= Julius Micrander =

Julius Erici Micrander Uplandiensis (December 25, 1640 - 1702) was a Swedish professor, member of the Swedish Parliament, and vicar with the Church of Sweden.

==Biography==
Micrander was born in the rectory of Bro Church in Uppland, Sweden. His father was Ericus Georgi Micranderan, vicar in Tierp parish and his mother was Benedicta Eriksdotter. By age 10, Micrander was a student at Uppsala University. At age 28, he was studying for a master's degree with the De educatione liberorum.

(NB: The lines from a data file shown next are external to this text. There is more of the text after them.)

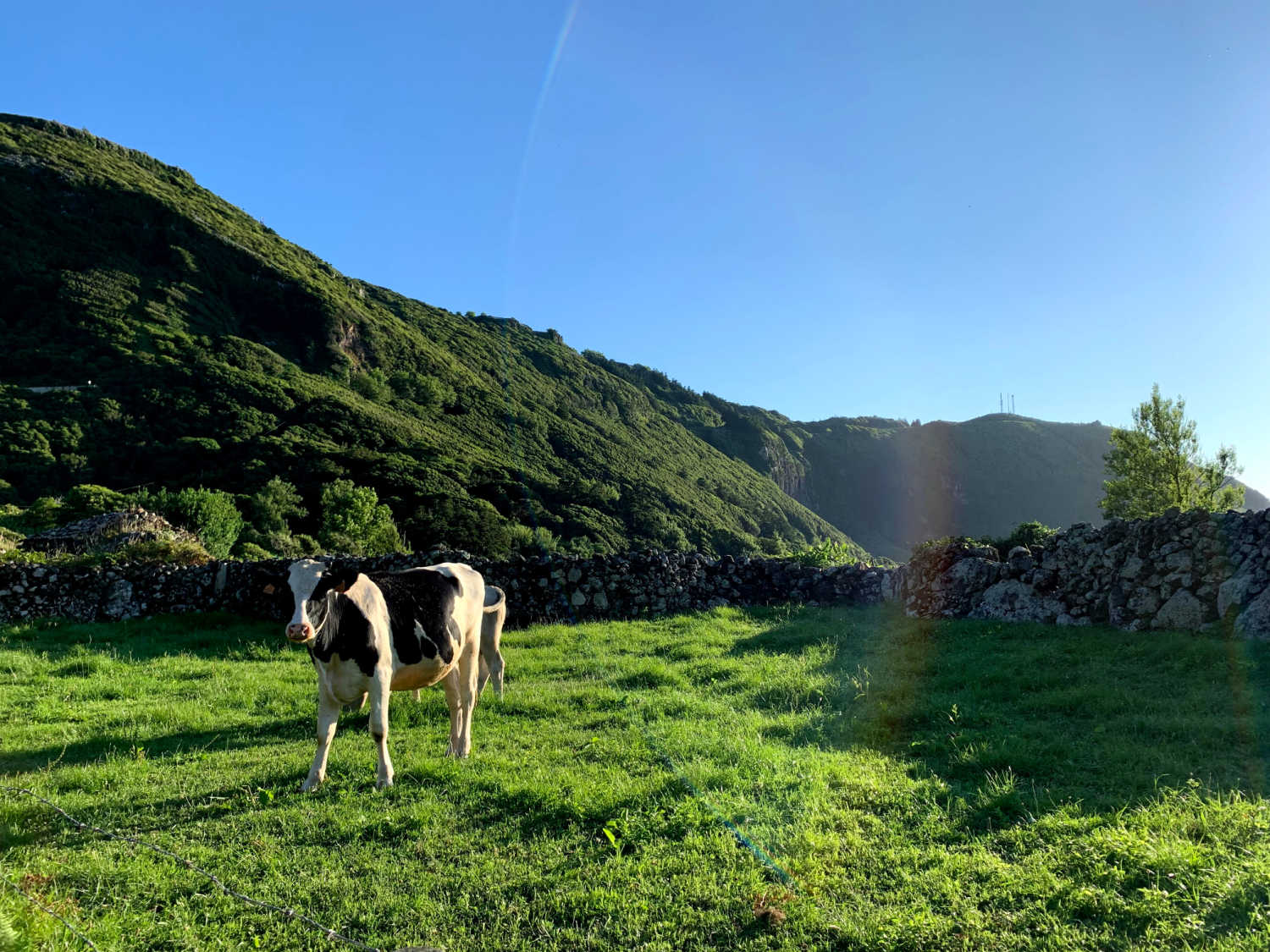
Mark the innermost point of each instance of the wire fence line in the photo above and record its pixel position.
(213, 878)
(40, 905)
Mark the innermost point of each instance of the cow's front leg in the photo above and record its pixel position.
(328, 713)
(380, 693)
(456, 718)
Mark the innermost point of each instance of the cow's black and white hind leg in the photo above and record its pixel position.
(456, 718)
(328, 715)
(380, 695)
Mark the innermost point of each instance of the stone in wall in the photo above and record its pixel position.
(1181, 570)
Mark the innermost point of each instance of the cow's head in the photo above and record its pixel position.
(312, 583)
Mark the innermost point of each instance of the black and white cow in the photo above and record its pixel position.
(401, 631)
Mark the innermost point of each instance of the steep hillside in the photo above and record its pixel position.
(206, 349)
(892, 484)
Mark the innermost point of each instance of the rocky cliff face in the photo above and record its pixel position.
(1188, 571)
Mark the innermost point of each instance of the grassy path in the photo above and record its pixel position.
(926, 786)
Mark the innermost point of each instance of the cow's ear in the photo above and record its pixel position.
(342, 576)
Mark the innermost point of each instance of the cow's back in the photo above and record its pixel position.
(470, 602)
(421, 612)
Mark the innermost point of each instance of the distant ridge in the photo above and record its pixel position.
(223, 355)
(896, 484)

In 1687, Micrander received his second professorship in theology. In 1676, Micrander was appointed as extraordinary professor of Greek, becoming a professor the next year. In 1685, university Chancellor Magnus Gabriel De la Gardie (1622–1686) appointed Micrander professor of theology. Micrander was ordained as a priest in the Church of Sweden and became vicar of Vaksala Church in Uppsala.

He became involved in the Cartesian controversy at the university. Orthodox Aristotelian supporters, such as Micrander, believed that René Descartes's philosophy threatened the purity of the Christian faith. Micrander was influenced by the German theologian Johann Adam Osiander (1622-1697) and published his strongly anti-Cartesian Collegium theologicum in præcipuas Controversies theo Logica habitum Olim in Sweden during 1690.

Micrander was a member of parliament in 1689 (again in 1697). In 1694, he was appointed superintendent of the Diocese of Härnösand in Västernorrland County.